Ron sitzt in seinem Zimmer auf dem Gamingstuhl und dreht sich, stößt sich am Schreibtisch ab, dreht sich wieder, wie ein Kreisel.

Seine Mutter sagt immer, dass ihm irgendwann noch mal schlecht davon wird und er sich übergeben muss, tatsächlich aber hilft es Ron beim Denken. Was ihm in der Schule passiert ist, hat er noch niemandem erzählt. Enrico Neri. Das kaputte Handy. Das Messer. (Das wunderschöne Mädchen, das ihn gerettet hat.)

Es ist, als würde ein Teil von ihm denken, dass er es erzählen sollte. Er wäre beinahe gestorben. Möglicherweise leidet er bereits an irgendeinem posttraumatischen Stresssyndrom, so wie die Soldaten, die von einem Einsatz an der Front zurückkehren. Außerdem muss Enrico aufgehalten werden, bevor es zu spät ist. Ein Messer in die Schule mitbringen? Das D’Arturo-Horn ist ein anständiges Gymnasium, es steht mitten im Zentrum von Bologna und ist nicht wie eine dieser amerikanischen Vorstadtschulen, in denen alle einen Revolver im Rucksack haben.

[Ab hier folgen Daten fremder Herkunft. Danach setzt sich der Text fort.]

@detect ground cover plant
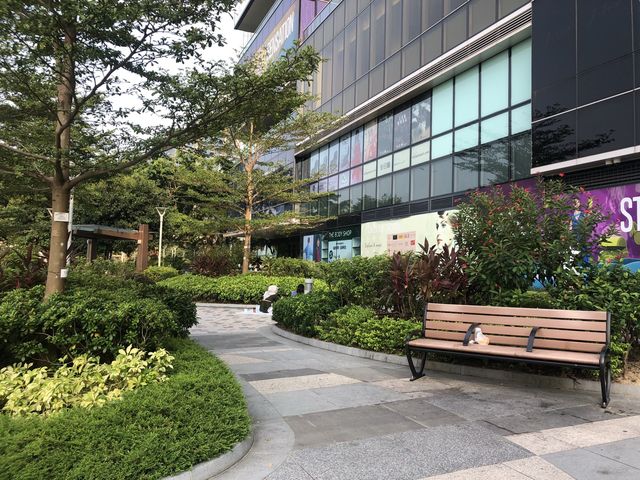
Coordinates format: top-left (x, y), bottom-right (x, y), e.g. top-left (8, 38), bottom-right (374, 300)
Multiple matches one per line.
top-left (0, 339), bottom-right (250, 480)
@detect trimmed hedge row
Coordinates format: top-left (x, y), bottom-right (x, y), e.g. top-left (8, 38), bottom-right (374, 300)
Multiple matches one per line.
top-left (158, 274), bottom-right (327, 304)
top-left (0, 340), bottom-right (251, 480)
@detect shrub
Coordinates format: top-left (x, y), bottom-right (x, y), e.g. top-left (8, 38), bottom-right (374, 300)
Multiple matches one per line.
top-left (316, 306), bottom-right (419, 353)
top-left (0, 340), bottom-right (251, 480)
top-left (452, 180), bottom-right (613, 303)
top-left (321, 255), bottom-right (390, 309)
top-left (159, 274), bottom-right (327, 304)
top-left (261, 257), bottom-right (323, 278)
top-left (272, 291), bottom-right (340, 337)
top-left (143, 266), bottom-right (180, 282)
top-left (0, 346), bottom-right (174, 415)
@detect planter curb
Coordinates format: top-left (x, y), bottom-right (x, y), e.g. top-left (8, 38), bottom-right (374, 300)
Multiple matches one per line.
top-left (271, 325), bottom-right (640, 396)
top-left (162, 430), bottom-right (254, 480)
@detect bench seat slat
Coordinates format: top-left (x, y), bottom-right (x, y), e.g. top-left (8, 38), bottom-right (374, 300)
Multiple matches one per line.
top-left (427, 312), bottom-right (607, 332)
top-left (427, 303), bottom-right (607, 322)
top-left (408, 338), bottom-right (599, 366)
top-left (427, 320), bottom-right (607, 343)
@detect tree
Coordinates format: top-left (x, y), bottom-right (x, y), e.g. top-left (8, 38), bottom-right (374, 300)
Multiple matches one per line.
top-left (184, 56), bottom-right (338, 273)
top-left (0, 0), bottom-right (320, 295)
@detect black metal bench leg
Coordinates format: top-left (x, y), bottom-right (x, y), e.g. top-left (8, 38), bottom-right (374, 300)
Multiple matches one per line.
top-left (600, 364), bottom-right (611, 408)
top-left (407, 347), bottom-right (427, 382)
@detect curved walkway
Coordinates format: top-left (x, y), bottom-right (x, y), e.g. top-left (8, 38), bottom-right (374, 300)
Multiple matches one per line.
top-left (191, 304), bottom-right (640, 480)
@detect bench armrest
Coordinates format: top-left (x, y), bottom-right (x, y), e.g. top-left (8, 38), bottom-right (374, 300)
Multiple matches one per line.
top-left (404, 328), bottom-right (422, 343)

Enrico geht es eindeutig nicht gut. Er hat die Kontrolle verloren. Und das hat Gründe: Ron hat ein bisschen im Internet herumgesurft und weiß jetzt, dass Enricos Vater einer der reichsten Männer von Bologna war, bis er in eine hässliche Geschichte verwickelt wurde, in der es um Drogen, Partys und blutjunge Prostituierte ging, Mädchen, die so alt waren wie sein eigener Sohn. Die Staatsanwaltschaft begann zu ermitteln, und anstatt sich zu verteidigen, war Neri geflüchtet, was sicherlich nicht zu seinen Gunsten ausgelegt worden war.

Verständlich, dass Enrico durcheinander ist, aber daran ist ja Ron nicht schuld, und beim nächsten Mal könnte es böse ausgehen.

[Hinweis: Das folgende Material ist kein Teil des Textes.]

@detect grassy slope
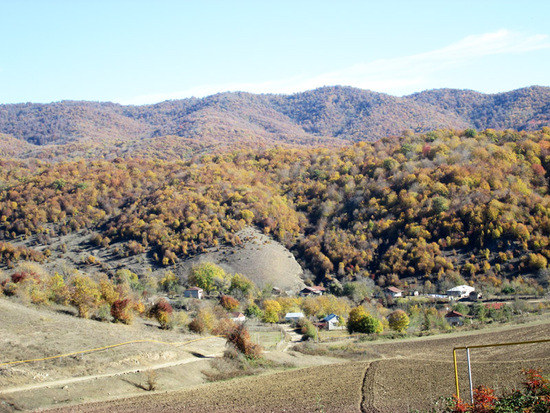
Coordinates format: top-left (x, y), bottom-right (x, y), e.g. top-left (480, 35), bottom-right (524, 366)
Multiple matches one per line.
top-left (17, 317), bottom-right (550, 412)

Also sollte Ron reden. Aber mit wem?

Auf gar keinen Fall mit dem Direktor oder den Lehrern. Ron hat zu ihnen kein Vertrauen und was sollten sie auch tun? Enrico etwas ins Zeugnis schreiben?

Soll er mit seiner Familie reden?

Ron denkt darüber nach, denn auch wenn seine Familie nichts Besonderes an sich hat, so ist sie doch seine Familie und er liebt sie. Er hat eine Schwester, Serena, zwei Jahre jünger als er. Eine Mutter, die Buchhalterin ist. Und einen Vater, der sozusagen in seiner Freizeit Mechaniker ist und im Hauptberuf Fan von Inter Milano, ein derart fanatischer Fan, dass er seinen Sohn nach Ronaldo Luís Nazário da Silva benannt hat, ein berühmter Fußballspieler der späten 1990er Jahre, und seine Tochter nach Aldo Serena, dem Torschützenkönig von Inter.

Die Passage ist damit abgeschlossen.